Va bene, questa non è propriamente una saga familiare quanto piuttosto il percorso di un nucleo sull’orlo del dramma, ma l’abilità di Hemmings sta nello scaricare sulle spalle del suo protagonista tutto il peso di un’eredità pesante, oltre all’incombenza di doverlo un giorno rovesciare sui suoi figli, che di principesse e missionari non hanno mai sentito parlare. È come se avesse preso una saga bicentenaria e avesse deciso di raccontarne solo l’ultima parte, mettendo i King di fronte alla perdita della madre, come se avesse raccolto l’intera storia delle Hawaii e l’avesse fatta confluire in un unica, piccola, vicenda, senza risparmiarsi i guai del trascorso.

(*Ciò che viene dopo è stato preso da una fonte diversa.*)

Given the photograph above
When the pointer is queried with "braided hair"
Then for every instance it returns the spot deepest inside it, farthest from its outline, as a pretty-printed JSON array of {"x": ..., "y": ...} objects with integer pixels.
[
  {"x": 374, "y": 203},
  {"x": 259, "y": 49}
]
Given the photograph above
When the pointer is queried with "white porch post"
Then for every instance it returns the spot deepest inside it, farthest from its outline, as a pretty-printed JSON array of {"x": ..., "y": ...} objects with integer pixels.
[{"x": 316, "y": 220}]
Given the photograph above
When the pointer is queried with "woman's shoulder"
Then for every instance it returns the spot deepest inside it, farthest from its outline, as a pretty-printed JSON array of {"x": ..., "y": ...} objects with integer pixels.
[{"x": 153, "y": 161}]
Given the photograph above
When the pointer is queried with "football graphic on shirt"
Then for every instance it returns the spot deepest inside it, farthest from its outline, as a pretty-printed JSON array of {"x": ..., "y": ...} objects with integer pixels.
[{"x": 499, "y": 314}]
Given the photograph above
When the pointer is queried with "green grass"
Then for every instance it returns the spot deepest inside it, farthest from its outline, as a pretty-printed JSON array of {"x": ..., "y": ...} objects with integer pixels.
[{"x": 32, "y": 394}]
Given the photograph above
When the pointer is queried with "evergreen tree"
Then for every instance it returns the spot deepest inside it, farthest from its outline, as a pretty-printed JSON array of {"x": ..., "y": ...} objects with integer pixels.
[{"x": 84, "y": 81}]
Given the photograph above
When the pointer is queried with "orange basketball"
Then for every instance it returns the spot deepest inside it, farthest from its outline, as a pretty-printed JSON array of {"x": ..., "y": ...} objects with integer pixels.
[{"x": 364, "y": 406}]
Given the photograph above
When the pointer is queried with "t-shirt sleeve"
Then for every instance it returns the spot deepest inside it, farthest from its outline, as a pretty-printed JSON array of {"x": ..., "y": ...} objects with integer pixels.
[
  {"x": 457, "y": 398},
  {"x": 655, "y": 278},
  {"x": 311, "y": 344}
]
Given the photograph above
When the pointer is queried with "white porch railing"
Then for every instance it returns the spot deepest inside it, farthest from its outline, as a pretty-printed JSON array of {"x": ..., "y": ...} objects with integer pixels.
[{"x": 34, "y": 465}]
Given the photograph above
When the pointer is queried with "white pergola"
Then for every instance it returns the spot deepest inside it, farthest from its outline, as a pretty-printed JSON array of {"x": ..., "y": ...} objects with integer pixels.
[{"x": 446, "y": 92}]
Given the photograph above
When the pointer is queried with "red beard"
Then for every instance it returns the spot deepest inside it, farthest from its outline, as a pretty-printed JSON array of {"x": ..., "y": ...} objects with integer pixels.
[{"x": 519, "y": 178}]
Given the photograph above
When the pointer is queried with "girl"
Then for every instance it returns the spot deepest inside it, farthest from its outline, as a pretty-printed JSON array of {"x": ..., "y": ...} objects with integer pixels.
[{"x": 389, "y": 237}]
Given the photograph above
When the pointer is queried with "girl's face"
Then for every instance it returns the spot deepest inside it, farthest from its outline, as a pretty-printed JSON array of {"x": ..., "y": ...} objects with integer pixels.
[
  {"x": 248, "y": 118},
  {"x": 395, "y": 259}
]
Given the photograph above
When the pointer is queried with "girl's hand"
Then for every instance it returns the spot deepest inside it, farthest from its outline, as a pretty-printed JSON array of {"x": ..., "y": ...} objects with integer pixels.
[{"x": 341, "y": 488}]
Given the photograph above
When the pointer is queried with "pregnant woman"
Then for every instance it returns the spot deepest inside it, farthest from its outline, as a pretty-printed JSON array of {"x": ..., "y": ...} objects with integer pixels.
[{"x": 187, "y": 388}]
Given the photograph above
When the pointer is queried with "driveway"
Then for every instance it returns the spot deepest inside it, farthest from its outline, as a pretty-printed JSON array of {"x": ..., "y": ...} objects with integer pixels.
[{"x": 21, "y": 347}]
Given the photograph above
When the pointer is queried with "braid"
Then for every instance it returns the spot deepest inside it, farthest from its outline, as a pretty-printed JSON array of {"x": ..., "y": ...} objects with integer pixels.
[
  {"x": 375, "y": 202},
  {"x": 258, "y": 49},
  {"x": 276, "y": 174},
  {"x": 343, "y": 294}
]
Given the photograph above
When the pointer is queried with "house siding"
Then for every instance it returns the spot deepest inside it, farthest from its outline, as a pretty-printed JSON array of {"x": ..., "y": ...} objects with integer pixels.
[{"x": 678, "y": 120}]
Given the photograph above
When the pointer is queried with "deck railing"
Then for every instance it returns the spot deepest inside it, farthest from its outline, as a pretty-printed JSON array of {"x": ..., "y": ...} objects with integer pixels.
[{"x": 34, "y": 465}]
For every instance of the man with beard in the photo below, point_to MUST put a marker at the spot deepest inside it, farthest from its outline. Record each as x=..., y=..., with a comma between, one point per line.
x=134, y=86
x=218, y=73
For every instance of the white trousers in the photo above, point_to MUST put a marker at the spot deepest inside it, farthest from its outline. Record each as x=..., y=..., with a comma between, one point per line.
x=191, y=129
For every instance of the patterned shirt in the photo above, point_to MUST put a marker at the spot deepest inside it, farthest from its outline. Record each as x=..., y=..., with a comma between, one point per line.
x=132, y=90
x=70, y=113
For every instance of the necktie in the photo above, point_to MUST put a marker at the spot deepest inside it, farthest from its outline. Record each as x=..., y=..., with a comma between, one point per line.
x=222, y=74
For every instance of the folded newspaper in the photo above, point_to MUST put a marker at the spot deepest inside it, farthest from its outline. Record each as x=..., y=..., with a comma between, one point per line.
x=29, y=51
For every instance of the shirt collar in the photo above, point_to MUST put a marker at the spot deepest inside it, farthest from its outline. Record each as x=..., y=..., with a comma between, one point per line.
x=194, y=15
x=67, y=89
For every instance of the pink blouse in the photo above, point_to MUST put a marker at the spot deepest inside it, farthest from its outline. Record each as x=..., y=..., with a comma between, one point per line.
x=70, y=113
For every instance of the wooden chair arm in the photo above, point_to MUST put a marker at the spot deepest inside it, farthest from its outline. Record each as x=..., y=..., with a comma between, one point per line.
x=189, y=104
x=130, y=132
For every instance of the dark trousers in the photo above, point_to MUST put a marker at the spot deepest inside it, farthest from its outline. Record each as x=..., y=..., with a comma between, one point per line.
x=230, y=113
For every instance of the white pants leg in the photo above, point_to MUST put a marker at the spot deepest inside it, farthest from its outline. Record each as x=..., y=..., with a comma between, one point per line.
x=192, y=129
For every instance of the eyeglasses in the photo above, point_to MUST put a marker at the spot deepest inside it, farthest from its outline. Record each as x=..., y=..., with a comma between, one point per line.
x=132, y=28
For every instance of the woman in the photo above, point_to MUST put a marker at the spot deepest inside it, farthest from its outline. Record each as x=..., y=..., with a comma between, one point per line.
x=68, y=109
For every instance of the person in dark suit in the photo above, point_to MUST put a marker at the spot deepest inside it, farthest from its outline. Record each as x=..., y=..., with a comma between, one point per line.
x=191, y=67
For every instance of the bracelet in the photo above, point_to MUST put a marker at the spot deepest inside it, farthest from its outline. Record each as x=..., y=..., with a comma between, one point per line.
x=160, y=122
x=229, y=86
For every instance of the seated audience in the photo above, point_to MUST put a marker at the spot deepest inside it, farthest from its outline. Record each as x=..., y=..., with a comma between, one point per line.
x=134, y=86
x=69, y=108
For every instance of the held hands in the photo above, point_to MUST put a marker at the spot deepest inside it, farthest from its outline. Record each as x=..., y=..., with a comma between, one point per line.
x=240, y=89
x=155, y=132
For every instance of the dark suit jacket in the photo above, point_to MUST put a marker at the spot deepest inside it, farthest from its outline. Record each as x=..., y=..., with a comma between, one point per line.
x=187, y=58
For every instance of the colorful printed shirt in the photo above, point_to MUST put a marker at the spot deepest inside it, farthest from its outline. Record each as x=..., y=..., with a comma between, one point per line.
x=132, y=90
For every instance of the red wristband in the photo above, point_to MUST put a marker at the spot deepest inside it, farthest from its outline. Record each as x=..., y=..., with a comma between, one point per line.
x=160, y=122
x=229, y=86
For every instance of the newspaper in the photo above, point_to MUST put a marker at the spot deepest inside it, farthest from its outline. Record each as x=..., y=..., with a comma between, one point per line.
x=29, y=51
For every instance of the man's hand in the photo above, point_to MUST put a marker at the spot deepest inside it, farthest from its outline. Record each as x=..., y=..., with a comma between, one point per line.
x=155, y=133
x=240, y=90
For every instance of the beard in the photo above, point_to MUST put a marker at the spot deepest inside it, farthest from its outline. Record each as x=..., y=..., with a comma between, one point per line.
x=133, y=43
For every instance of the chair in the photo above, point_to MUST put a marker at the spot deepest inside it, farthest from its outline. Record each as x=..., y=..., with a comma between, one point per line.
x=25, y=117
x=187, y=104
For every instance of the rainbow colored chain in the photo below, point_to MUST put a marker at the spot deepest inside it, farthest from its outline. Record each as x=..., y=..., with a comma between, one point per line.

L’albero genealogico c’è, non nella prima pagina ma tra le righe di tutto il romanzo.

Quella delle saghe è una perversione, dicevo, e una costante della letteratura mondiale. Ogni scrittore ha un’eredità, che sia piccola o grande, che sia quella di una famiglia girovaga e di una giovinezza passata a collezionare idee per l’Europa e a mescolarle alla tradizione ebraica, oppure la mastodontica tradizione delle isole presa tutta assieme. Che sia, come è stato per Philip Roth, la mano sulla testa di un padre incombente come l’Hermann di Patrimonio (Einaudi, 2007 tradotto da Vincenzo Mantovani), oppure i destini letterari dei fratelli Singer — di cui scrivevo qui — lasciati a popolare romanzi grandiosi come La famiglia Karnowski, I fratelli Ashkenazi o La famiglia Moskat. Le storie famigliari sono storie e come tali meritano di essere trattate. Vanno esplorate, sviscerate della loro essenza e condotte alla riscoperta del passato, per quanto scomoda e dolorosa questa operazione possa diventare. L’eredità letteraria si compone di milioni di pagine, che prese tutte insieme raccontano la storia dell’umanità.